Welcome to August, everybody. I’m on trip subsequent week, escaping the subtropical zone of Brooklyn for the sanity-restoring woods of Vermont, so Gillian Friedman will likely be filling in. Until then, right here’s what it is advisable to know in enterprise and tech for the week forward.
What’s Up? (July 26-Aug. 1)
A Long Fall
Appalling new information reveals simply how badly the pandemic has devastated the United States economic system: Gross home product shrank 9.5 p.c, or 32.9 p.c at an adjusted annual fee, in the second quarter of this yr, according to a report from the Commerce Department. It’s the most extreme collapse in the 70-plus years that G.D.P. statistics have been compiled, and wiped away almost 5 years of financial progress. If the virus had been now below management, the dive may show to be non permanent. But with instances surging in many states, a fast comeback is trying much less and fewer probably.
No Mask, No Service
The science is obvious that masks help slow the spread of the coronavirus and permit folks to buy and exit in public extra safely. That’s why many huge companies, most recently McDonald’s, are requiring prospects to put on them. But there’s a wrinkle: Enforcement is tricky. Stores like Walmart have appointed “health ambassadors” to remind prospects to placed on masks earlier than getting into, but when somebody refuses, what’s the worker going to do? Confront the individual and get breathed on? No thanks.

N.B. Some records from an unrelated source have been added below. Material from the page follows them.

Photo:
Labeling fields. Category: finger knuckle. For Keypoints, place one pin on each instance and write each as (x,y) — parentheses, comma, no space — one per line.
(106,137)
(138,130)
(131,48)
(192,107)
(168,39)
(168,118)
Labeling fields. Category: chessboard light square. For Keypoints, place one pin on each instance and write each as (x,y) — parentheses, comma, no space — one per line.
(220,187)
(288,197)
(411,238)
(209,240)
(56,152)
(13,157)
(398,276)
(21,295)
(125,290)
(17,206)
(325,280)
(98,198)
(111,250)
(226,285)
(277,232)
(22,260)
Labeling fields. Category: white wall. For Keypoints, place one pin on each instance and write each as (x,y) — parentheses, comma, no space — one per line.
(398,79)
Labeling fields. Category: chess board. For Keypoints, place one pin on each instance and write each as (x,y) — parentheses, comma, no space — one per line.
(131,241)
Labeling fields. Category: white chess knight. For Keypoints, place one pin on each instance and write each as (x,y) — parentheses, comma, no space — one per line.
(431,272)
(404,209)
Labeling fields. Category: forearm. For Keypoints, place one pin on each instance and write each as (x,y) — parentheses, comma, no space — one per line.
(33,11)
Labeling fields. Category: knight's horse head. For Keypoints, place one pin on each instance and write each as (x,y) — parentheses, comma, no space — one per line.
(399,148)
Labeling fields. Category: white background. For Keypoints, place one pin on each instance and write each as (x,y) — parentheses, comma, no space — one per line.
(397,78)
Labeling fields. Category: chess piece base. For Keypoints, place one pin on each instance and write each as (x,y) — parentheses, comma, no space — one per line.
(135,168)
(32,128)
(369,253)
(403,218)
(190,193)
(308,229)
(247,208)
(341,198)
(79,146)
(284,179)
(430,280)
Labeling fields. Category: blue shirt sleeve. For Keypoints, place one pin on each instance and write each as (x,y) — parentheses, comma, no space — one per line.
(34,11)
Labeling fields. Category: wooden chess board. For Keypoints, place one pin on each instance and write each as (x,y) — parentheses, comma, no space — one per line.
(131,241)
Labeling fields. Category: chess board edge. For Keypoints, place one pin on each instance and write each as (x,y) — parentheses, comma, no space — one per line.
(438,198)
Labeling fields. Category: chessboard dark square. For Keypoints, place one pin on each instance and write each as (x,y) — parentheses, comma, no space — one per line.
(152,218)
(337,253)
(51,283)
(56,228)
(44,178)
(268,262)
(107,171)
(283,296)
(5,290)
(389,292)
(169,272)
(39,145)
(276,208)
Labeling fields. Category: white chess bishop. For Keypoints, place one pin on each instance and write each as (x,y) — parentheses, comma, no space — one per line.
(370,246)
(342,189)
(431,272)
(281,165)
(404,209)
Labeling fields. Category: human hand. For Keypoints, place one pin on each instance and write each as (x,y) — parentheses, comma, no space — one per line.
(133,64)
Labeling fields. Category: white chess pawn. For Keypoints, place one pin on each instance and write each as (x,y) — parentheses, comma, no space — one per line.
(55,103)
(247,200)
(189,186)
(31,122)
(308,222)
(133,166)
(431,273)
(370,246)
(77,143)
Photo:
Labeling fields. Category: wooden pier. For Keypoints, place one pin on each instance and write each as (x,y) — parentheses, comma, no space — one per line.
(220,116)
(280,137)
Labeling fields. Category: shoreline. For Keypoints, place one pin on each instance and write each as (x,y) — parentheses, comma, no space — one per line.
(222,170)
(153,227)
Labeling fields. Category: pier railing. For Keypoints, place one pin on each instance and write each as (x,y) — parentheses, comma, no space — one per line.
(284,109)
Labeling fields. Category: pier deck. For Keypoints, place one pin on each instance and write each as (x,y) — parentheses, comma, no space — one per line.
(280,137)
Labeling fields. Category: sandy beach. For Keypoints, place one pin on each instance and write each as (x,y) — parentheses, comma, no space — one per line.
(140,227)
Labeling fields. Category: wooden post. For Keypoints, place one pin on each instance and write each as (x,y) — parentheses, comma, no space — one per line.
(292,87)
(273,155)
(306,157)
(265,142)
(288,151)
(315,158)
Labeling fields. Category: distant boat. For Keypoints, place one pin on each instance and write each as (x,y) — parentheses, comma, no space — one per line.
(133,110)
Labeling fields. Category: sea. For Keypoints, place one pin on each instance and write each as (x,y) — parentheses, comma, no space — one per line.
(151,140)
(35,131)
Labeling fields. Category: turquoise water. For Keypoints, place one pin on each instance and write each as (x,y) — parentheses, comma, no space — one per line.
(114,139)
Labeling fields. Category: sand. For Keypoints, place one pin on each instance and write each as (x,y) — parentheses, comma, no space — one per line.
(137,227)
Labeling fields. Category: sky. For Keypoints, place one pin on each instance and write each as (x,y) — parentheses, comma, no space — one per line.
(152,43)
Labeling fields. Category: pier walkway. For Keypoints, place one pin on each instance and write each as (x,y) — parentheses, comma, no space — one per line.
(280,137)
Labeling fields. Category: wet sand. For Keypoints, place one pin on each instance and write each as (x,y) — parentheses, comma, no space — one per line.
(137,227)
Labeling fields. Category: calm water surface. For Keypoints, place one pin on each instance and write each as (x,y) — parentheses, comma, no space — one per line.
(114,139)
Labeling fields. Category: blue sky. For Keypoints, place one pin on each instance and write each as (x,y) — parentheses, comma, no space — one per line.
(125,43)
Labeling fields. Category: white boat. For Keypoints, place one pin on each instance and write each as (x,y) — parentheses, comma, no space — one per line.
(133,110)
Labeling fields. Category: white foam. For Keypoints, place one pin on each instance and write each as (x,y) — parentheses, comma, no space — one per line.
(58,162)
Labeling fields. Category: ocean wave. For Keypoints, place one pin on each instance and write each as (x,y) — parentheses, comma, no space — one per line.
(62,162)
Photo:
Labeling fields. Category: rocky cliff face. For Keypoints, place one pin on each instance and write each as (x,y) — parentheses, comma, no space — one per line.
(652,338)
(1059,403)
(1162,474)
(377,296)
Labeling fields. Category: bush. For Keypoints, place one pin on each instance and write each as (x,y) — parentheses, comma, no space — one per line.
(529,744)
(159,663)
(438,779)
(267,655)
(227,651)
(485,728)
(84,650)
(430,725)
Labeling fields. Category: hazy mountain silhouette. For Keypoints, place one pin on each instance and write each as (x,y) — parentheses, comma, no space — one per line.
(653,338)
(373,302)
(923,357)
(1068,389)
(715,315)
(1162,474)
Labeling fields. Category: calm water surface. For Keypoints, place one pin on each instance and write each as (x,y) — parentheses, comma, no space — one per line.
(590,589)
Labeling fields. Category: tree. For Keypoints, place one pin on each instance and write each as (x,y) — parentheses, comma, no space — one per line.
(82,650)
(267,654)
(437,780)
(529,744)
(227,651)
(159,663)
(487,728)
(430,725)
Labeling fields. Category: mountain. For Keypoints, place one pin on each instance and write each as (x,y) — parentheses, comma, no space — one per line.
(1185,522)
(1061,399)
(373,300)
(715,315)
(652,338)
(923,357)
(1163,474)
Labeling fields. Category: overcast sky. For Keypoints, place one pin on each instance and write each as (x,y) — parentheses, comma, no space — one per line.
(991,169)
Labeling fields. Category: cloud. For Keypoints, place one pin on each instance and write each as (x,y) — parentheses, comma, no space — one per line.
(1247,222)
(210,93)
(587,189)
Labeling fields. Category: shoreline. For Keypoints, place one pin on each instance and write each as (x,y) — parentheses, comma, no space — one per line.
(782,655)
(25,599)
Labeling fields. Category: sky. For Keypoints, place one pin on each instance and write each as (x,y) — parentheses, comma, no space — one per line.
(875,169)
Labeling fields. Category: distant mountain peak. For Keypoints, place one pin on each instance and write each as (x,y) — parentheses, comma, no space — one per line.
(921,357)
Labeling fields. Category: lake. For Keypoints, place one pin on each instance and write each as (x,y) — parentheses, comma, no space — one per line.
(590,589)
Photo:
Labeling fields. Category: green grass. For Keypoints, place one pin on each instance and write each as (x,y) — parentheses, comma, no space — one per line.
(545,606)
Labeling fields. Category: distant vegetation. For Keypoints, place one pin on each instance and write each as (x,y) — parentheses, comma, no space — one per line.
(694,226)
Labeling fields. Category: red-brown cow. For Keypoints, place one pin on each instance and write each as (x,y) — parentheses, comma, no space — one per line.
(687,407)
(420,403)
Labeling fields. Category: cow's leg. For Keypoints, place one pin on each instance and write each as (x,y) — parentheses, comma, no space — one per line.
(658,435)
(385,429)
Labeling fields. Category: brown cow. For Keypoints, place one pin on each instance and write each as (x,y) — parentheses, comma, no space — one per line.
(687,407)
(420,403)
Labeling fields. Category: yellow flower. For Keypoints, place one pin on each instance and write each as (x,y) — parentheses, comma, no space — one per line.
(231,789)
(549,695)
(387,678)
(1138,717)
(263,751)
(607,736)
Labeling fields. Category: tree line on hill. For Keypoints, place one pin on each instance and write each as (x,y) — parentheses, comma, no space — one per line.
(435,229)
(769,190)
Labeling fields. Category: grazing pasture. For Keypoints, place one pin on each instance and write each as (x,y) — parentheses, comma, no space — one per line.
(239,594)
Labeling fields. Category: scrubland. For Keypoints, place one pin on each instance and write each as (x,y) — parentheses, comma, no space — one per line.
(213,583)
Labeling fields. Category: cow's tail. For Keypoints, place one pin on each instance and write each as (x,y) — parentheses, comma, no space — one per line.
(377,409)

Many companies are struggling to take care of this loophole, which impacts the security of different prospects in addition to workers.
On the Spot
The chief executives of the tech business’s “Big Four” — Amazon, Apple, Facebook and Google — confronted a blistering round of questions (by way of video, awkwardly) from a congressional antitrust panel on Wednesday. The listening to was a fruits of a yearlong investigation into monopolies in the digital market, and people in the sizzling seat — Jeff Bezos, Tim Cook, Mark Zuckerberg and Sundar Pichai — struggled to defend claims that their corporations had damaged antitrust legal guidelines by exploiting their measurement to consolidate energy and thwart rivals. Lawmakers vowed to tighten laws, however how they’ll do that is still to be seen. And the corporations proceed to rake in money as the pandemic makes shoppers extra reliant on digital providers. Apple, Amazon and Facebook all reported blockbuster income this previous week, and Google reported higher earnings than anticipated.
What’s Next? (Aug. 2-8)
Not So Fast
Congress might discuss an enormous sport about reining in huge tech, however European Union leaders are literally doing it. In the previous, European officers have been notoriously aggressive about attempting to hit American tech corporations the place it hurts — with higher taxes and business restrictions — with various success. Now, they’re pursuing a handful of new laws that would cut the scope of what digital companies can do and promote. One would make it unlawful for Amazon and Apple to steer prospects towards their very own merchandise as an alternative of these made by rivals. Another would set up stricter guidelines towards hate speech on social networks. If any of those proposed legal guidelines come to fruition, they may push the platforms to alter their behaviors worldwide.
Millions of employees (roughly one in five) are nonetheless out of labor in the United States, and so they’re about to get determined. Until the finish of July, they had been receiving supplementary unemployment advantages (an extra $600 a week) from the federal authorities as a part of the CARES Act that was handed in March. But that provision expired on Friday, and efforts to increase or substitute components of it stalled in Washington this previous week when President Trump put the kibosh on negotiations for a broad relief package. (His chief of workers summed issues up: “We’re nowhere near a deal.”) Lawmakers at the moment are scrambling to discover a fast Band-Aid, like one other spherical of direct funds to Americans, lots of whom are facing the threat of eviction.
Where Are the Jobs?
The July employment report comes out this Friday, and analysts are break up on the place issues stand. Most economists anticipate the numbers to point out one other improve in payrolls for the third consecutive month (good!), however say that it will likely be modest — in spite of everything, a number of huge states have paused and even reversed their reopenings as the variety of virus instances will increase (unhealthy). Others suppose payrolls may have even declined. One factor we do know for positive: The variety of new jobless claims is on the rise once more for the second week in a row, which doesn’t paint a promising image.